Egypt rejects Ethiopian proposal to defer decision on GERD disagreements until accord is signed

Menna Alaa El-Din , Friday 10 Jul 2020

File photo: taken on December 26, 2019, a general view of the Blue Nile river as it passes through the Grand Ethiopian Renaissance Dam (GERD), near Guba in Ethiopia. (AFP)

Egypt said on Friday it rejected a proposal by Ethiopia to delay a decision on "points of contention" in the current negotiations on the disputed Grand Ethiopian Renaissance Dam (GERD) until after an agreement is reached.

In an official statement, Egypt’s irrigation and water resources ministry said AU-brokered talks on the filling and operation of the dam continued for the eighth day in an attempt to converge views on points of disagreement in the attendance of observers from the US and EU.

The statement said Egypt refused a suggestion by Ethiopia to postpone a decision on contentious points in the talks until an accord is signed and a technical committee is formed to follow up with the implementation of the accord's provisions.

“Such points of disagreement that touch upon Egyptian concerns in key technical issues cannot be deferred to the technical committee later after the signing of the agreement,” the statement added.

The statement noted that Egypt has proposed several draft agreements for the convergence of views on procedures to deal with extended drought and rules of annual operation and refilling.

Ethiopia said it will review alternatives proposed by Egypt, with a tripartite ministerial meeting set to be held on 12 July to discuss the proposals, according to the Egyptian statement.

No consensus was reached over points of disagreement during discussions by the legal committee seeing the participation of the three countries, it added.
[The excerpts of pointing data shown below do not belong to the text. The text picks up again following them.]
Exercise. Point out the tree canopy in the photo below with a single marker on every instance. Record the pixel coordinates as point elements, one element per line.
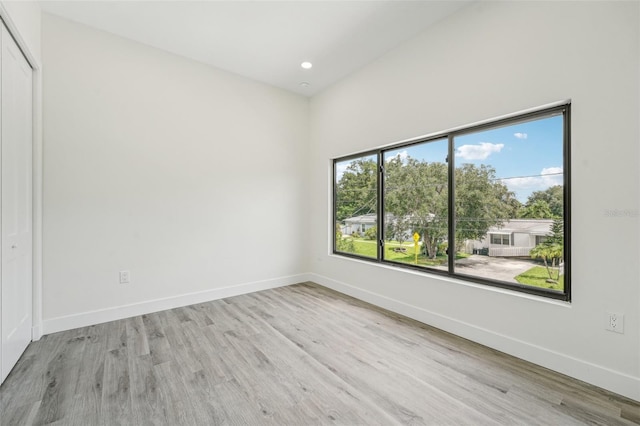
<point>545,204</point>
<point>416,200</point>
<point>357,189</point>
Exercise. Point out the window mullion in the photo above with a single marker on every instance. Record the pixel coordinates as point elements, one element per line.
<point>451,245</point>
<point>380,209</point>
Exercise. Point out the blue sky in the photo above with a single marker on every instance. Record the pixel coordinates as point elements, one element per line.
<point>528,155</point>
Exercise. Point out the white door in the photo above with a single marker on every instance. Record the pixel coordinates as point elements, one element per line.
<point>16,217</point>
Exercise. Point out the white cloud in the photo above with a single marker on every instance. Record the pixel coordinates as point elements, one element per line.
<point>402,155</point>
<point>478,152</point>
<point>340,169</point>
<point>549,176</point>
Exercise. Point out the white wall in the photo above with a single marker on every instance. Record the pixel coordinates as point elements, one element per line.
<point>24,22</point>
<point>189,177</point>
<point>25,15</point>
<point>491,59</point>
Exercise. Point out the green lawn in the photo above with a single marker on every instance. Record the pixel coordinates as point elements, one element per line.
<point>537,277</point>
<point>368,248</point>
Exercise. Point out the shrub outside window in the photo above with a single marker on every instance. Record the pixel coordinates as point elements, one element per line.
<point>487,203</point>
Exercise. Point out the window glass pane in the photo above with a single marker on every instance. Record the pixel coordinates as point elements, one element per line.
<point>356,206</point>
<point>509,203</point>
<point>415,204</point>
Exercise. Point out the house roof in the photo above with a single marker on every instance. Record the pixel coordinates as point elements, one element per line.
<point>528,226</point>
<point>370,218</point>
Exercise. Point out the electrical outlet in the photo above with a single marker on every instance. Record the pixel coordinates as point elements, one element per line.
<point>614,322</point>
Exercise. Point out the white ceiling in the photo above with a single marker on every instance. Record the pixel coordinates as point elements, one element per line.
<point>266,40</point>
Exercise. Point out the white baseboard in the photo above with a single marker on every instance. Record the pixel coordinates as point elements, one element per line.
<point>84,319</point>
<point>597,375</point>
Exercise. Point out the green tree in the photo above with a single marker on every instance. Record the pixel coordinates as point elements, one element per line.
<point>416,198</point>
<point>371,233</point>
<point>416,195</point>
<point>344,244</point>
<point>482,201</point>
<point>357,189</point>
<point>551,250</point>
<point>553,197</point>
<point>538,209</point>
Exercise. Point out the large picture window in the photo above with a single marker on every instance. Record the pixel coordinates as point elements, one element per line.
<point>487,203</point>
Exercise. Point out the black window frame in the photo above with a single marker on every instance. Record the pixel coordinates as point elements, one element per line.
<point>562,108</point>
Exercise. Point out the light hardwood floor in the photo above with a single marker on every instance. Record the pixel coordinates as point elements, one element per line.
<point>296,355</point>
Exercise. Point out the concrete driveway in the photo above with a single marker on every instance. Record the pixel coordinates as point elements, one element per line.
<point>497,268</point>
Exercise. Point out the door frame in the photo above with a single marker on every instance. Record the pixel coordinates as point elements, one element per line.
<point>36,66</point>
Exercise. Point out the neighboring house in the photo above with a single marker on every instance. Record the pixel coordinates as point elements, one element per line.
<point>515,237</point>
<point>358,224</point>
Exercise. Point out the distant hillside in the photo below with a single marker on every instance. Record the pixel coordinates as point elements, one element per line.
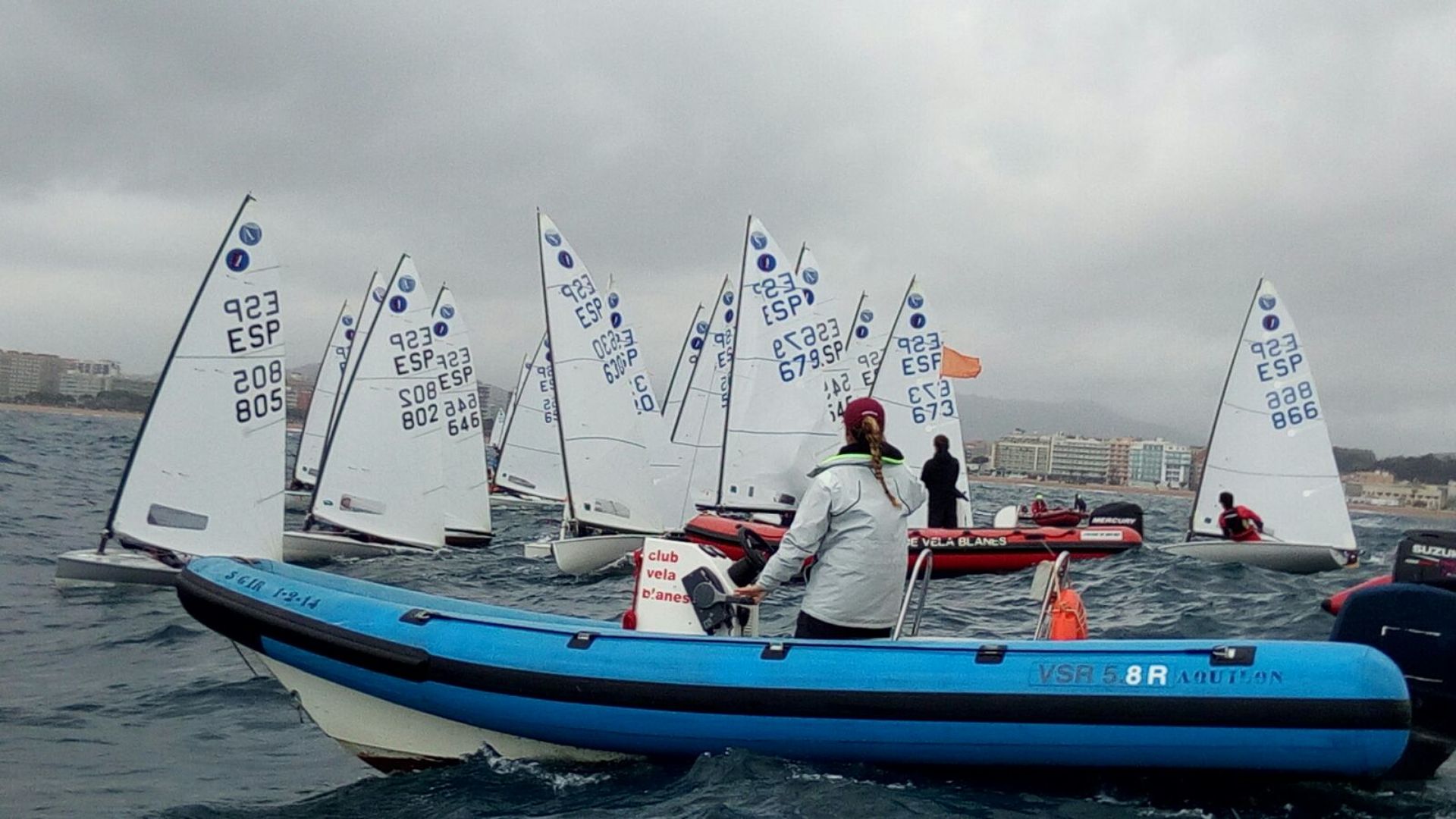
<point>989,419</point>
<point>1424,468</point>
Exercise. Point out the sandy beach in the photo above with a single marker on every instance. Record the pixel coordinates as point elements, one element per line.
<point>67,410</point>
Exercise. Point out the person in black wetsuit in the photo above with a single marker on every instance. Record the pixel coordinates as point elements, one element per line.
<point>940,475</point>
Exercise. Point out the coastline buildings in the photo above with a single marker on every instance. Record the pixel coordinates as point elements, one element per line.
<point>41,373</point>
<point>1379,487</point>
<point>1122,461</point>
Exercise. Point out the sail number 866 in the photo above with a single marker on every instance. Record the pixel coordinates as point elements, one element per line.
<point>1292,406</point>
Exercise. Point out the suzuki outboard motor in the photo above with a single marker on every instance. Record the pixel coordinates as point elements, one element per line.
<point>1413,621</point>
<point>1119,513</point>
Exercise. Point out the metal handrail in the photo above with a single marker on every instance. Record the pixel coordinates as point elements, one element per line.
<point>927,561</point>
<point>1059,580</point>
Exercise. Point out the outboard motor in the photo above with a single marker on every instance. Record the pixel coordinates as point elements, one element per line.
<point>1119,513</point>
<point>1426,557</point>
<point>1413,621</point>
<point>686,588</point>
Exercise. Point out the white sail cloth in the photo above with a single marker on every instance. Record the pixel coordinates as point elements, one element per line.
<point>202,477</point>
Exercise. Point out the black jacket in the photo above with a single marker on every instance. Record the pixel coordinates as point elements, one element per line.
<point>940,475</point>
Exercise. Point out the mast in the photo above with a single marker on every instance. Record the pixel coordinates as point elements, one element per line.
<point>162,379</point>
<point>561,428</point>
<point>1193,510</point>
<point>318,376</point>
<point>680,352</point>
<point>737,319</point>
<point>693,372</point>
<point>528,366</point>
<point>341,400</point>
<point>894,325</point>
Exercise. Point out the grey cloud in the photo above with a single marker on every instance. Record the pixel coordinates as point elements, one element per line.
<point>1091,191</point>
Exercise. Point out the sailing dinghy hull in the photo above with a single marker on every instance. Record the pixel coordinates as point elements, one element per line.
<point>1293,558</point>
<point>468,537</point>
<point>118,566</point>
<point>319,547</point>
<point>582,556</point>
<point>471,672</point>
<point>506,500</point>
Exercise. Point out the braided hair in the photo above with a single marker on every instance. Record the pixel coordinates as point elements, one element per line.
<point>868,433</point>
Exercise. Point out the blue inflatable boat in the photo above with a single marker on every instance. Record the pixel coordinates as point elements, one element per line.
<point>405,679</point>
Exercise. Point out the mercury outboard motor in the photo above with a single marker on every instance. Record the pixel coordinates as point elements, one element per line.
<point>1413,621</point>
<point>756,553</point>
<point>1119,513</point>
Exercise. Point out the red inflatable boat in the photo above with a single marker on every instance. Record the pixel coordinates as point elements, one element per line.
<point>957,551</point>
<point>1334,602</point>
<point>1056,518</point>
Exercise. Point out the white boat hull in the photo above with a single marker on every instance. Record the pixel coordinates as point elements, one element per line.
<point>296,500</point>
<point>468,537</point>
<point>582,556</point>
<point>118,566</point>
<point>394,738</point>
<point>1279,556</point>
<point>318,547</point>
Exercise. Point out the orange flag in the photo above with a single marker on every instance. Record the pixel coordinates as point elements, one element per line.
<point>959,365</point>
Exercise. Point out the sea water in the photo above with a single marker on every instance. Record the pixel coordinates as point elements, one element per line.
<point>115,703</point>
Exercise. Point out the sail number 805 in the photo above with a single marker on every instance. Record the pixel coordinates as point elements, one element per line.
<point>261,391</point>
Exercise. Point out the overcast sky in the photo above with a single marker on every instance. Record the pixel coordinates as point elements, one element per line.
<point>1092,190</point>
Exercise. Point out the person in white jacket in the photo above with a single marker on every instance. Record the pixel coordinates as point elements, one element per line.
<point>852,521</point>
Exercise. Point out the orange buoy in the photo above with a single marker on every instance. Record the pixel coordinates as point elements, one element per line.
<point>1069,617</point>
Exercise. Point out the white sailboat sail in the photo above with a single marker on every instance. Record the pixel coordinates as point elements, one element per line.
<point>530,453</point>
<point>919,401</point>
<point>598,395</point>
<point>786,333</point>
<point>1270,445</point>
<point>325,392</point>
<point>202,477</point>
<point>468,485</point>
<point>497,428</point>
<point>382,468</point>
<point>698,428</point>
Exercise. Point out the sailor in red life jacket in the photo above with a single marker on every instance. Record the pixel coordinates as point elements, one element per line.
<point>1038,506</point>
<point>1238,522</point>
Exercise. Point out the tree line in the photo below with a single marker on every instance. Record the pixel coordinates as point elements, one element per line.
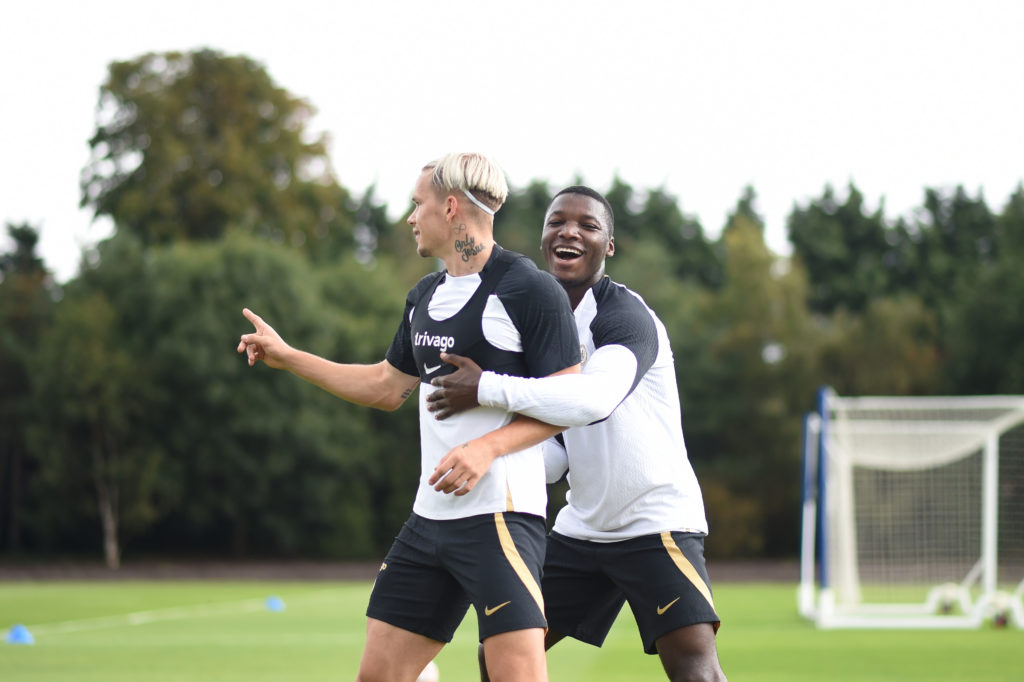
<point>128,424</point>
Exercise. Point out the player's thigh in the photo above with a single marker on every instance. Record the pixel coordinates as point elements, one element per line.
<point>690,653</point>
<point>498,560</point>
<point>581,601</point>
<point>413,590</point>
<point>392,653</point>
<point>517,654</point>
<point>666,583</point>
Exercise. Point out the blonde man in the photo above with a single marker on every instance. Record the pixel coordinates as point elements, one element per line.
<point>476,536</point>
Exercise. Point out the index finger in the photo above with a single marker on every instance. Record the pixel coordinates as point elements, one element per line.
<point>253,317</point>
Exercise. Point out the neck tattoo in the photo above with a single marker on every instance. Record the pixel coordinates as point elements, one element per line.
<point>467,247</point>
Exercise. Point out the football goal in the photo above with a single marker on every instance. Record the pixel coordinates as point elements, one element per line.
<point>913,512</point>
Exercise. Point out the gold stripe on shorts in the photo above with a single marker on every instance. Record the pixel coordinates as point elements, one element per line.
<point>685,566</point>
<point>512,554</point>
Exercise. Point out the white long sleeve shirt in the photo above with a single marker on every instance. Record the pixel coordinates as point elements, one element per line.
<point>628,470</point>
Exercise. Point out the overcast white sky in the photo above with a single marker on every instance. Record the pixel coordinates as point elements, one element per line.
<point>699,97</point>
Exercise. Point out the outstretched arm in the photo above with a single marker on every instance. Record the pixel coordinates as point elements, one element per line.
<point>379,385</point>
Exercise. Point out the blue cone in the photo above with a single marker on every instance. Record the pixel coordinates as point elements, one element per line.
<point>19,635</point>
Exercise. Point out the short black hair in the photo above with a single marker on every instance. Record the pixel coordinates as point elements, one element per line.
<point>593,194</point>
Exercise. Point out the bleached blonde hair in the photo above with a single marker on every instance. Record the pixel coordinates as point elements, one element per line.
<point>469,172</point>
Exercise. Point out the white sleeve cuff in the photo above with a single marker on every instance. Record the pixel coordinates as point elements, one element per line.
<point>568,399</point>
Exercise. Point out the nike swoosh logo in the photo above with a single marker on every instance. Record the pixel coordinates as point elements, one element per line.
<point>663,609</point>
<point>487,610</point>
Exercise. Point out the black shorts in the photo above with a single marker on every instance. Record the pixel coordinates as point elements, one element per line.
<point>662,576</point>
<point>435,569</point>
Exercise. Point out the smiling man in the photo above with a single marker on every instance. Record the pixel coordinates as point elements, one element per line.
<point>483,544</point>
<point>634,524</point>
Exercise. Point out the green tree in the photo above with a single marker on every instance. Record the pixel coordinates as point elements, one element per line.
<point>27,294</point>
<point>747,378</point>
<point>188,144</point>
<point>956,236</point>
<point>518,223</point>
<point>890,348</point>
<point>664,223</point>
<point>847,251</point>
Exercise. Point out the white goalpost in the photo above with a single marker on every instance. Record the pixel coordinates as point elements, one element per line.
<point>913,512</point>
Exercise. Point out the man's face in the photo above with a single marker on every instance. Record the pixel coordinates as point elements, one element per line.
<point>428,218</point>
<point>576,240</point>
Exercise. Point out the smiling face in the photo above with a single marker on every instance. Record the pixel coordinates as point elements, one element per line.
<point>576,241</point>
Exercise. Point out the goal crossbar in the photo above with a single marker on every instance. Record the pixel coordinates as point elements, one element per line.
<point>902,497</point>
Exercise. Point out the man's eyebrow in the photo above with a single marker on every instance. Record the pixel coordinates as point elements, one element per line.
<point>585,216</point>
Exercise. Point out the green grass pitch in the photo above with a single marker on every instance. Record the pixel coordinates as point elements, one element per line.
<point>223,632</point>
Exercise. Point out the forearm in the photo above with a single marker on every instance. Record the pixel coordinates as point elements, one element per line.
<point>572,399</point>
<point>379,385</point>
<point>518,434</point>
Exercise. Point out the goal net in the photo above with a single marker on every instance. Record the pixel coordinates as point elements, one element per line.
<point>913,512</point>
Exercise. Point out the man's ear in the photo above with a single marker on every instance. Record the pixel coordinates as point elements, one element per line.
<point>451,207</point>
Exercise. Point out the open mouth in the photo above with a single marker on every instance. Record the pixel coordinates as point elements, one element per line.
<point>567,253</point>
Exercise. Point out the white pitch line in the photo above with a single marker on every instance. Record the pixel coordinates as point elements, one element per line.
<point>155,615</point>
The talks, which have not resulted in any breakthrough in the crisis, come as Ethiopia remains adamant to start filling the GERD reservoir this month to take advantage of the current heavy rain season, regardless of whether or not an agreement is reached with Egypt and Sudan.

The two downstream countries have repeatedly called on Ethiopia not to take any unilateral action concerning the filling of the dam.

Egypt, which relies on the Nile for 95 percent of its fresh water, fears the dam will significantly reduce the river’s flow, especially during the filling stages through periods of drought, extended drought and dry years. Ethiopia, on the other hand, says the project is key to its development.